Originally posted by: tinyabs
It is better to start with Visual Basic first if you are new to programming. There are many details to take care of in Delphi. The language is simpler and framework is easier than C++.
Delphi doesn't hide what is going on behind the scenes nearly as much as VB. This is a GOOD thing. The way VB obfuscates things WILL get you into trouble. Plus, as Nothinman said, VB teaches bad programming habits. Hell, I'd go as far as to say VB frequently
enforces bad programming habits with things like its lack of exception handling, the inability to split a class implementation across files (short of having global functions...), an IIF function that first makes you think its like ?: in C but actually you end up using an expanded if-then-else because iif evaluates both cases regardless which one is specified, and converts things to variants, no way to pull individual chars out of a string without a high overhead mid$ function, or compare them as chars (not strings) , etc.
Also, the VB framework is
NOT easier than Delphi, in fact its quite the opposite. VB teaches you how
NOT to think about programming and will increase the learning curve when you try to do other languages later.
BTW, a SQL client is probably not a good project to first learn programming on. Learning SQL and dealing with the associated objects may be the hardest part of the project.
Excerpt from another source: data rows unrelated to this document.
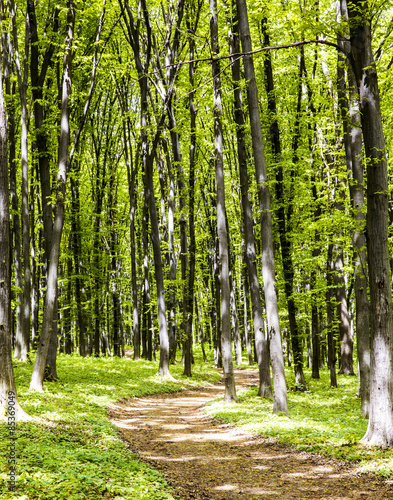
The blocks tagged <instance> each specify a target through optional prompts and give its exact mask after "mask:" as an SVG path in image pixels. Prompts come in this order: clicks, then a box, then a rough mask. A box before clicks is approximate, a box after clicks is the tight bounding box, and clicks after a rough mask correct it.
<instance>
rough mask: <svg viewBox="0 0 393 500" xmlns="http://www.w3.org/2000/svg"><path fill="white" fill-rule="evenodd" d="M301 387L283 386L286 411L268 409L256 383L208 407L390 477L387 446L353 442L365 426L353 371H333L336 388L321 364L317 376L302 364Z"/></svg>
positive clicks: (266, 405)
mask: <svg viewBox="0 0 393 500" xmlns="http://www.w3.org/2000/svg"><path fill="white" fill-rule="evenodd" d="M305 376H306V382H307V387H308V391H307V392H304V393H302V392H293V391H288V409H289V416H285V415H273V413H272V411H273V402H272V400H269V399H262V398H260V397H258V396H257V388H256V387H252V388H250V389H249V390H247V391H242V392H239V394H238V397H239V402H238V403H237V404H232V405H231V404H227V403H224V402H223V401H220V400H215V401H213V402H212V403H211V404H209V405H208V407H207V411H208V413H209V414H210V415H211V416H213V417H215V418H217V419H219V420H221V421H223V422H226V423H233V424H236V426H238V427H241V428H243V429H244V430H246V431H252V432H255V433H257V434H260V435H262V436H264V437H267V438H272V439H275V440H277V441H278V442H280V443H284V444H287V445H291V446H294V447H296V448H297V449H299V450H302V451H309V452H314V453H319V454H322V455H324V456H326V457H332V458H338V459H345V460H350V461H353V462H356V463H357V464H358V465H359V468H360V470H362V471H364V472H366V471H372V472H375V473H376V474H377V475H379V476H382V477H384V478H390V479H392V478H393V450H382V449H380V448H375V447H374V448H370V447H364V446H362V445H360V444H359V440H360V439H361V438H362V437H363V435H364V434H365V432H366V429H367V420H365V419H364V418H362V414H361V410H360V399H359V398H358V397H357V396H356V392H357V377H350V376H341V375H340V376H339V377H338V385H339V387H338V388H337V389H333V388H330V377H329V373H328V371H327V370H321V378H320V379H319V380H315V379H312V378H311V370H307V369H306V370H305ZM286 377H287V384H288V387H294V386H295V381H294V377H293V372H292V371H291V370H287V371H286Z"/></svg>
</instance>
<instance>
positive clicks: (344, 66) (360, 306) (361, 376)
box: [337, 0, 370, 418]
mask: <svg viewBox="0 0 393 500" xmlns="http://www.w3.org/2000/svg"><path fill="white" fill-rule="evenodd" d="M339 16H340V18H341V17H342V18H344V19H347V18H348V13H347V2H346V0H340V8H339ZM338 44H339V45H340V46H341V47H342V48H343V49H345V50H346V51H347V52H349V50H350V44H349V43H348V42H345V41H344V38H343V36H342V35H341V34H339V35H338ZM344 63H345V60H344V57H343V55H342V54H341V53H339V56H338V66H337V79H338V97H339V105H340V109H341V116H342V121H343V128H344V147H345V156H346V163H347V170H348V177H349V179H350V181H349V193H350V197H351V203H352V209H353V217H354V219H355V231H354V234H353V247H354V252H355V283H354V288H355V302H356V337H357V358H358V371H359V395H360V398H361V402H362V412H363V415H364V417H366V418H368V415H369V404H370V304H369V300H368V294H367V281H368V269H367V250H366V237H365V221H366V216H365V213H364V207H365V199H364V181H363V163H362V129H361V127H360V126H359V124H360V121H361V117H360V113H359V103H358V93H357V86H356V79H355V74H354V72H353V68H352V66H351V65H350V64H347V65H346V69H347V74H348V88H347V86H346V82H345V74H344V67H345V66H344Z"/></svg>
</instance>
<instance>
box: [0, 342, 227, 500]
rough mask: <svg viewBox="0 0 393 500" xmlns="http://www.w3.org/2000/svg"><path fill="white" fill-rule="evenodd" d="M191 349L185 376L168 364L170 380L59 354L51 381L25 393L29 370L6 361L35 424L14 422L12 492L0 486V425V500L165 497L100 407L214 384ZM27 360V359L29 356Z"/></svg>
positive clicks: (0, 432) (70, 356)
mask: <svg viewBox="0 0 393 500" xmlns="http://www.w3.org/2000/svg"><path fill="white" fill-rule="evenodd" d="M199 358H200V356H199V355H198V351H197V352H196V365H194V367H193V377H192V379H187V378H185V377H183V376H182V371H183V368H182V366H180V365H175V366H173V367H171V373H172V375H173V377H174V378H175V380H163V379H162V378H160V377H159V376H158V375H157V371H158V363H157V362H148V361H145V360H140V361H132V360H130V359H119V358H117V359H116V358H98V359H97V358H81V357H79V356H77V355H71V356H65V355H60V356H59V358H58V376H59V379H60V380H59V381H58V382H50V383H48V382H47V383H45V388H44V392H42V393H38V392H29V391H28V385H29V382H30V377H31V372H32V370H33V367H32V365H28V364H25V363H21V362H19V361H16V360H15V361H14V372H15V378H16V384H17V390H18V398H19V401H20V403H21V405H22V407H23V409H24V410H25V411H26V412H27V413H28V414H30V415H31V416H32V417H38V418H39V421H32V422H28V423H22V422H20V423H18V424H17V438H18V439H17V444H16V457H17V463H16V470H17V482H16V491H14V492H10V491H8V489H7V480H8V476H9V469H8V464H7V461H6V460H7V456H8V453H9V451H8V449H9V443H10V441H9V436H8V428H7V426H6V425H5V424H2V425H0V497H1V498H2V499H4V500H10V499H13V500H14V499H18V500H36V499H42V500H50V499H54V500H61V499H67V500H85V499H109V498H110V499H115V500H123V499H124V500H128V499H130V500H131V499H132V500H137V499H146V500H163V499H173V498H174V497H173V496H172V493H171V489H170V488H169V486H168V485H167V484H166V482H165V480H164V478H163V476H162V475H161V474H160V473H158V472H157V471H154V470H153V469H152V468H150V467H149V466H148V465H146V464H144V463H141V462H139V460H138V458H137V456H136V455H134V454H133V453H132V452H130V451H129V450H128V449H127V448H126V446H125V444H124V443H123V442H122V441H121V440H120V439H119V436H118V432H117V429H116V428H115V427H114V426H113V425H112V424H111V423H110V422H109V420H108V415H107V411H106V407H107V406H108V405H110V404H111V403H114V402H116V401H119V400H121V399H123V398H127V397H131V396H143V395H147V394H155V393H161V392H173V391H178V390H180V389H182V388H186V387H196V386H201V385H205V384H206V383H207V382H217V381H218V380H219V379H220V375H219V374H218V373H217V372H216V371H215V370H214V369H213V368H212V363H209V364H207V365H204V364H203V362H202V361H201V359H199ZM32 361H33V363H34V356H32Z"/></svg>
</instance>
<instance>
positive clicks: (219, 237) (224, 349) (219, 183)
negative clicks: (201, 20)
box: [209, 0, 237, 403]
mask: <svg viewBox="0 0 393 500" xmlns="http://www.w3.org/2000/svg"><path fill="white" fill-rule="evenodd" d="M209 4H210V39H211V48H212V53H213V54H214V55H215V56H216V55H218V54H219V45H218V11H217V1H216V0H209ZM212 73H213V90H214V103H213V107H214V150H215V169H216V185H217V232H218V241H219V257H220V285H221V309H220V313H221V348H222V367H223V371H224V381H225V395H224V401H226V402H228V403H232V402H234V401H236V400H237V397H236V386H235V376H234V373H233V361H232V343H231V305H230V286H229V251H228V234H227V227H226V207H225V178H224V159H223V132H222V101H221V99H222V96H221V79H220V63H219V61H218V60H217V59H215V60H213V63H212Z"/></svg>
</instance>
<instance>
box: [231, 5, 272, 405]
mask: <svg viewBox="0 0 393 500" xmlns="http://www.w3.org/2000/svg"><path fill="white" fill-rule="evenodd" d="M234 11H235V19H234V23H233V34H232V40H231V42H232V43H231V50H232V53H239V52H240V43H239V32H238V19H237V17H238V16H237V13H236V9H235V6H234ZM232 79H233V82H234V101H235V122H236V125H237V128H236V137H237V155H238V162H239V175H240V189H241V202H242V215H243V224H244V240H245V254H244V255H245V260H246V266H247V274H248V281H249V284H250V295H251V307H252V316H253V327H254V338H255V341H256V348H257V360H258V361H257V362H258V369H259V389H258V394H259V395H260V396H264V397H270V396H271V379H270V369H269V354H268V345H267V341H266V338H265V336H264V333H263V314H262V301H261V294H260V289H259V280H258V272H257V266H256V249H255V235H254V227H253V226H254V223H253V218H252V210H251V204H250V199H249V177H248V171H247V167H248V156H247V151H246V137H245V126H246V121H245V117H244V110H243V96H242V92H241V88H240V61H239V60H237V61H233V64H232ZM247 333H248V332H247ZM248 346H249V348H250V347H251V343H250V341H249V340H248ZM248 356H249V361H250V359H251V358H252V353H251V352H250V350H248Z"/></svg>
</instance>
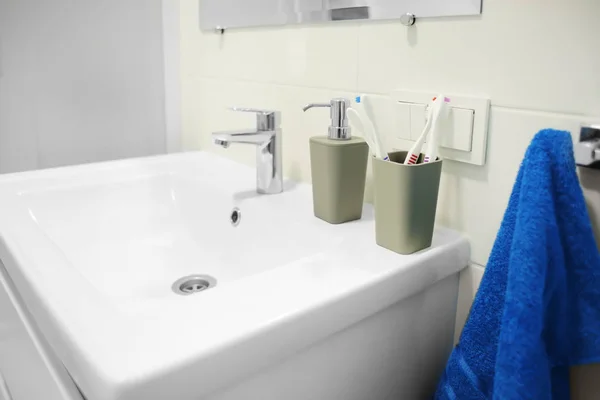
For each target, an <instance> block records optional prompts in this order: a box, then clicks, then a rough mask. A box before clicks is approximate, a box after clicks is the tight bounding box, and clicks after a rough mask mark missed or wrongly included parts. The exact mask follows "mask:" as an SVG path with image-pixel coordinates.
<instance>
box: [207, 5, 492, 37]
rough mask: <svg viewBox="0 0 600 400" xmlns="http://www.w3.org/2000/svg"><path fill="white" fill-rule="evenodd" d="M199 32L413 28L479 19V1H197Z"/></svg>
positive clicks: (219, 33) (480, 8) (216, 32)
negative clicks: (352, 21) (295, 24)
mask: <svg viewBox="0 0 600 400" xmlns="http://www.w3.org/2000/svg"><path fill="white" fill-rule="evenodd" d="M198 1H199V2H200V28H201V29H203V30H213V31H214V32H216V33H219V34H223V33H224V32H225V27H226V28H227V29H231V28H245V27H258V26H271V25H273V26H278V25H279V26H281V25H293V24H309V23H324V22H331V21H348V20H399V22H400V23H401V24H403V25H405V26H412V25H414V23H415V21H416V18H415V16H418V18H419V19H421V18H428V17H450V16H464V15H480V14H481V5H482V1H483V0H451V1H443V2H440V1H439V0H402V1H399V0H328V1H321V0H316V1H307V0H252V1H249V0H198Z"/></svg>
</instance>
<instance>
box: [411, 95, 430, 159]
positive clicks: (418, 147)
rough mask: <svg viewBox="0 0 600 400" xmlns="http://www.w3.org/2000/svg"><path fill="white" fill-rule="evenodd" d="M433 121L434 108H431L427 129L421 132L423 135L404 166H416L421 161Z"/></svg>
mask: <svg viewBox="0 0 600 400" xmlns="http://www.w3.org/2000/svg"><path fill="white" fill-rule="evenodd" d="M432 120H433V106H431V105H430V106H429V110H428V111H427V122H426V123H425V128H423V131H422V132H421V135H420V136H419V138H418V139H417V141H416V142H415V144H414V145H413V147H411V148H410V150H409V151H408V154H407V155H406V159H405V160H404V165H414V164H416V163H417V161H418V160H419V156H420V155H421V149H422V148H423V143H425V139H427V135H428V134H429V130H430V129H431V124H432Z"/></svg>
A few tips for beginning Delphi:
1. F11 brings the Object inspector to the front, F12 switches between having the code editor and the associated form in front
2. Types declared using the "class" keyword are always descended from TObject, and are inherently pointers, even though you use just a '.' rather than '^.' to refer to their data elements & methods.. When you declare one of these objects the default value is nil, you have to say "variablename := WhateverClass.Create;" or assign it to some existing instance before actually using it. Deallocate the object with Free, not Destroy, this checks if it is nil before trying to call the destructor. Types declared with the "object" keyword are classic object pascal style objects which are not inherently pointers (you will probably never use these).
3. Use the events tab in the object inspector to see the list of all events a component/form supports, rather than just setting the default event you get double clicking it. BTW these events are actually function pointer properties you can reassign at runtime.